Here’s a test: the next time you wake from a dream, describe it to a friend. Then notice how poorly the words you use really convey the uniqueness, the flavor, of your experience. Your dream is as real to your mind as the deed to your house, but the words you have at your disposal to describe it are poor, inadequate, because they weren’t really made for that sort of communication. They’re borrowed. And as is true with many borrowed items, while they’re better than nothing at all, they don’t really work.
Some writers have tried heroically to break the bonds of precise, finite words and rule-bound sentence construction. They’re the avant-garde in literature, trying to do what a Jackson Pollock or a Pablo Picasso did with images, what a John Coltrane or an Anton Webern did for music. But with their art you can bend, extend, distort, reform. To some extent that’s true in literature too, but ultimately you have to contend with discreet building blocks—words—and the fact that they must carry some concrete meaning, especially when you start stringing them together in long chains. Ultimately tones of sound don’t have to mean anything, or the meaning can be multiple and/or ambiguous. To some extent of course that’s true with literature too, but past a point literature is irreducible. I can’t tear words apart—blu ackn vol mer ing fes poly ming vi supplem grif—and say I have new meaning. There’s a depth past which I cannot burrow.
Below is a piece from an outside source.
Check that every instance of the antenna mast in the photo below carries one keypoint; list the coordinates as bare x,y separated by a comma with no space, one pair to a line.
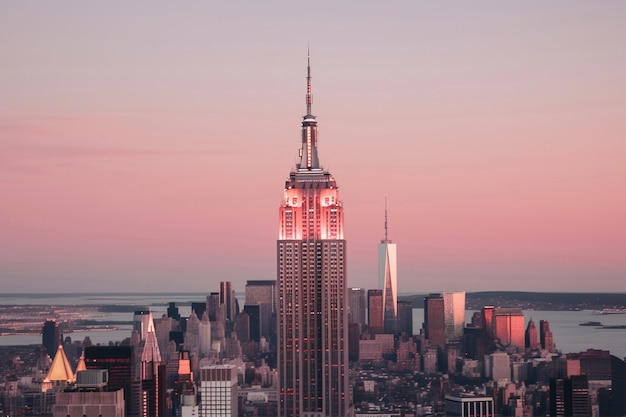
308,82
386,219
So I’m stuck with using a system of communication not intended for me. Think of how many times you’ve said something like, “I can’t describe it. You have to hear it or see it.” Ever hear someone say, “You can’t listen to it. I have to write it out for you”? Leonard Bernstein talked about this way back in 1959, when for an Omnibus television program he called “The Infinite Variety of Music,” he discussed how music can be strung together so that even with just 12 notes repeated higher and lower you can create endless compositions, while a writer with only 12 words would soon be at his wits’ end. He was right. Or perhaps the oft-heard quote “Writing about music is like dancing about architecture” sums it up rather nicely.
And if it doesn’t, it’s the best I can do with the tools a bunch of bankers and lawyers handed me.